# Application of Gauss' Laws: Large area parallel plate capacitor

• knowlewj01
In summary, the electric field strength inside a parallel plate capacitor with equal but opposite charges is given by E = q/(A * epsilon_0), where q is the charge and A is the area. Doubling the positive charge will result in a doubling of the electric field strength, while changing the negative charge will have the same effect. The percent change in electric field strength can be calculated as (new field strength - original field strength)/(original field strength) * 100%.
knowlewj01

## Homework Statement

The plates of a large area parallel plate capacitor of area A are separated by a short
distance. The plates carry an equal but opposite charge $\pm q$.
(a) What is the electric field strength $E(q,A)$ inside the capacitor?
(b) By how many percent does the electric field strength change if the positive charge is doubled?

## Homework Equations

$\oint\bf{E.n} dS = 4\pi k Q$

Electric Field inside a capacator: $E = \frac{Q}{A \epsilon_0}$

## The Attempt at a Solution

the electric field inside a parallel plate capacator is uniform so it does not matter where we do the surface integral $\oint\bf{E.n} dS$
i choose to do the integral on a plane equal in area to the area of the capacators, i will call this area A.

(a)
$\oint\bf{E.n} dS = 4\pi k Q = \frac{q}{\epsilon_0}$

$E A = \frac{q}{\epsilon_0}$

$E = \frac{q}{A \epsilon_0}$

this is in agreement with the given formula i found.

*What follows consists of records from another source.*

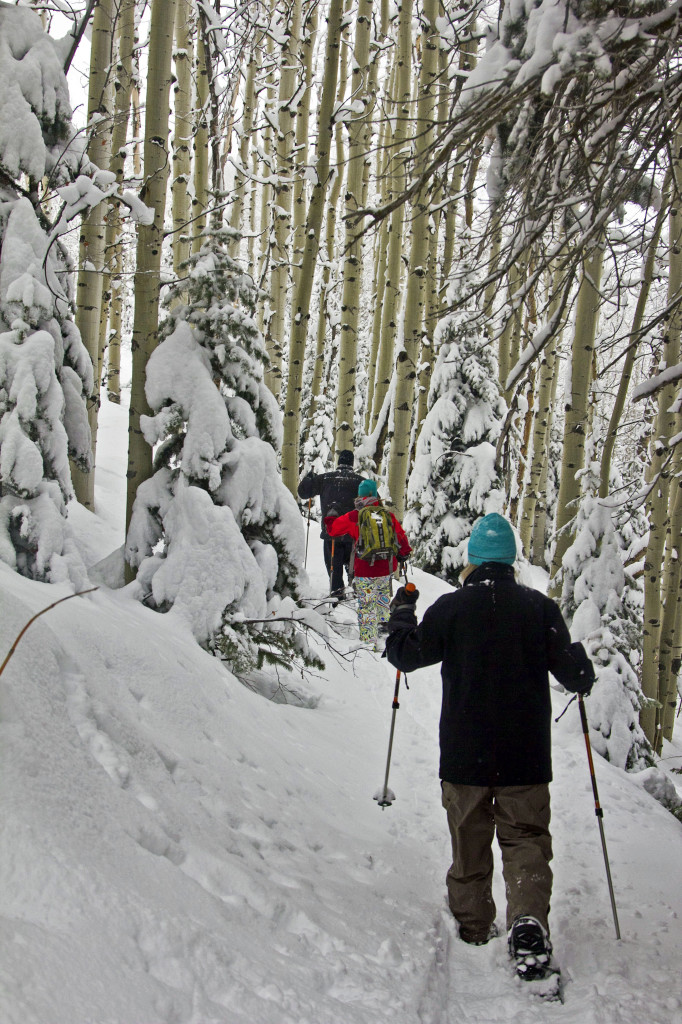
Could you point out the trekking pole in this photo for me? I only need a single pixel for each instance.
(385, 797)
(307, 534)
(598, 810)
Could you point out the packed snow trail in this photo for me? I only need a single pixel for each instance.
(176, 849)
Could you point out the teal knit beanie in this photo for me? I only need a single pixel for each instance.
(368, 488)
(492, 541)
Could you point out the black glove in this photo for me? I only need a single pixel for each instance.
(403, 614)
(407, 595)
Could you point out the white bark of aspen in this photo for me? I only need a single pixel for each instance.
(536, 488)
(577, 402)
(406, 369)
(266, 165)
(246, 132)
(182, 131)
(381, 357)
(324, 341)
(629, 363)
(302, 132)
(281, 255)
(540, 516)
(396, 182)
(200, 198)
(92, 241)
(301, 300)
(672, 582)
(358, 135)
(123, 88)
(150, 239)
(541, 427)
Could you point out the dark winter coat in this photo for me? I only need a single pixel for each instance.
(347, 524)
(498, 640)
(337, 491)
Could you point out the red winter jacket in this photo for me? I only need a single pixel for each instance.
(348, 524)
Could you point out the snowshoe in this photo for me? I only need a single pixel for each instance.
(530, 950)
(472, 940)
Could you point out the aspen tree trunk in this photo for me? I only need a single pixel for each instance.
(378, 301)
(540, 517)
(246, 131)
(281, 254)
(541, 427)
(301, 303)
(577, 403)
(358, 135)
(123, 90)
(89, 285)
(468, 59)
(200, 199)
(431, 300)
(430, 321)
(672, 581)
(182, 131)
(629, 364)
(323, 348)
(380, 359)
(302, 132)
(414, 306)
(267, 167)
(150, 239)
(396, 185)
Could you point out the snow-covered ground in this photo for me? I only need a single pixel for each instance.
(175, 849)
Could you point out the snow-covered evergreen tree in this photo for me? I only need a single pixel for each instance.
(45, 371)
(214, 532)
(455, 479)
(603, 603)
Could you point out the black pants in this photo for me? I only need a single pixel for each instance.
(343, 547)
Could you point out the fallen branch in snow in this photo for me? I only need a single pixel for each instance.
(37, 615)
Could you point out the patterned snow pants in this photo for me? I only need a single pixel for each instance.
(374, 598)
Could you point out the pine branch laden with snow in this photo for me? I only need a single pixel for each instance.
(455, 479)
(604, 607)
(45, 370)
(45, 374)
(214, 534)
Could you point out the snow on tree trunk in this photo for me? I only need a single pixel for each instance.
(577, 400)
(89, 289)
(303, 281)
(150, 238)
(357, 123)
(604, 607)
(181, 202)
(455, 479)
(215, 534)
(45, 371)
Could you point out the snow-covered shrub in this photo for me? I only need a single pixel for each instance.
(214, 532)
(603, 604)
(455, 479)
(45, 371)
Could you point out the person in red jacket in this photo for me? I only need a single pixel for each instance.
(372, 581)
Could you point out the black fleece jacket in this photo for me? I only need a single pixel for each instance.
(498, 641)
(337, 489)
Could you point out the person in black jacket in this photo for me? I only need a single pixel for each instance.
(337, 491)
(498, 641)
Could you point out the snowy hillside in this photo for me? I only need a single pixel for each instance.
(178, 850)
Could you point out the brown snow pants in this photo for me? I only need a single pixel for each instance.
(520, 814)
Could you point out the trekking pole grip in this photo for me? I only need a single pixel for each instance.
(598, 812)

(b) double the positive charge:

$\oint\bf{E.n} dS = 4\pi k Q = \frac{2q}{\epsilon_0}$

$E = \frac{2q}{A \epsilon_0}$

so this is twice that of in the first case. is this the right way to look at this? i thought what would be the difference if i changed the negative one instead, since in this solution i am ignoring the fact that there is a negative charge at all. i think that it would have the same effect.

the percent change can be worked out as:percent change = (\frac{2q}{A \epsilon_0} - \frac{q}{A \epsilon_0})/ \frac{q}{A \epsilon_0} * 100percent change = 100%

## 1. What is Gauss' Law and how does it apply to large area parallel plate capacitors?

Gauss' Law is a fundamental principle in electromagnetism that relates the electric flux through a closed surface to the charge enclosed within that surface. In the context of large area parallel plate capacitors, Gauss' Law can be used to calculate the electric field between the plates by considering the flux through a Gaussian surface that encloses the plates.

## 2. How does the electric field between the plates of a large area parallel plate capacitor vary with distance?

The electric field between the plates of a large area parallel plate capacitor is constant and does not vary with distance. This is because the plates are infinitely large and the electric field lines are parallel and uniform between them.

## 3. What is the capacitance of a large area parallel plate capacitor?

The capacitance of a large area parallel plate capacitor is directly proportional to the plate area and inversely proportional to the distance between the plates. It can be calculated by dividing the electric permittivity of the medium between the plates by the distance between the plates.

## 4. How does the capacitance of a large area parallel plate capacitor change if the distance between the plates is increased?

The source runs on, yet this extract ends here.